Seasickness Prevention - Anytime you are spending time on a live-aboard, or any other boat for that matter, you should do what you can to avoid the intensely uncomfortable sensations of "mal de mer." Definitely come prepared with an anti-seasickness medication, and use it before you become ill. For myself, Dramamine works just great. Bonine is even better, as it has less of a drowsiness side effect. Generally, I find that if I take one tablet a few hours before setting sail, that's usually all I need to get myself acclimatized to being back at sea. If you know you tolerate Scopalamine well, then perhaps Trans-Derm is a good option for you - but be aware that many people (20% or so) may experience major negative side-effects from it. Beyond the drugs, here are a few other factors that can also drastically affect your comfort level. Try to remain well rested, stay hydrated, avoid greasy or spicy foods, don't over-eat, and limit your alcohol consumption. If you do begin to feel sick, immediately get outside into fresh air, and try to keep your eyes on the horizon. Still feeling poorly and think you are going to be sick? Well then do it over the rail, into the sea, not in your cabin or mine, and on the downwind side of the boat, thank you very much!

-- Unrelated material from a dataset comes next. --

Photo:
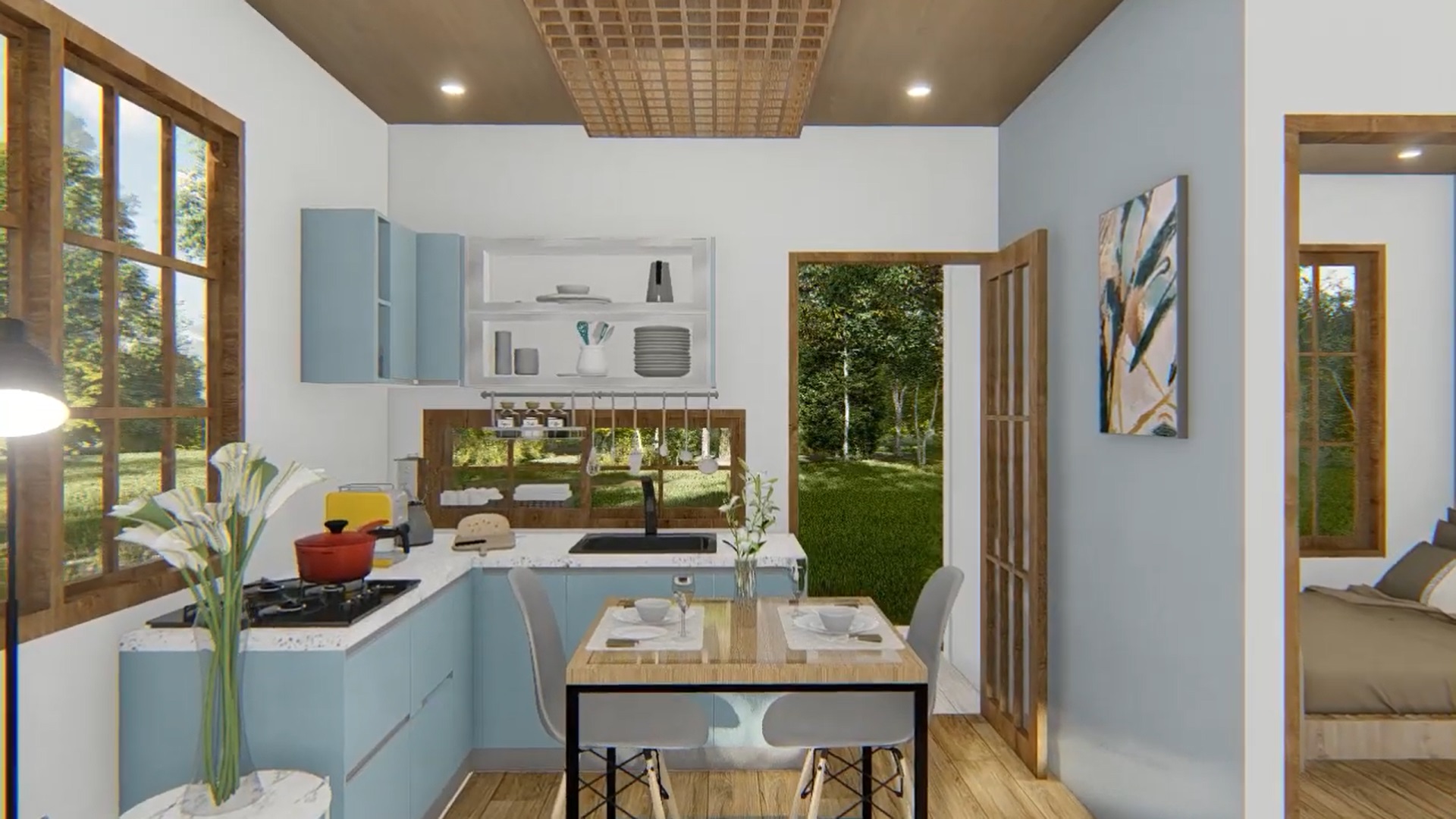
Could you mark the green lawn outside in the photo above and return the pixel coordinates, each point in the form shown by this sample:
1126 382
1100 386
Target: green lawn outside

The Bottom Line - M/Y Sky Dancer is an excellent dive platform, with a highly experienced and motivated crew. A Galapagos scuba diving trip is not for everyone; but divers with sufficient skill and ability can find it to be an unparallel experience in underwater excitement. Do not forego the pleasures of the shore excursions. They will afford you wildlife encounters just as interesting as those in the sea. Despite the time and effort involved, I certainly look forward to visiting the Galapagos Islands again. May you, too, have the pleasure of visiting the Galapagos, swimming with the awesome hammerheads, and coming eye to eye with "Mr. Big."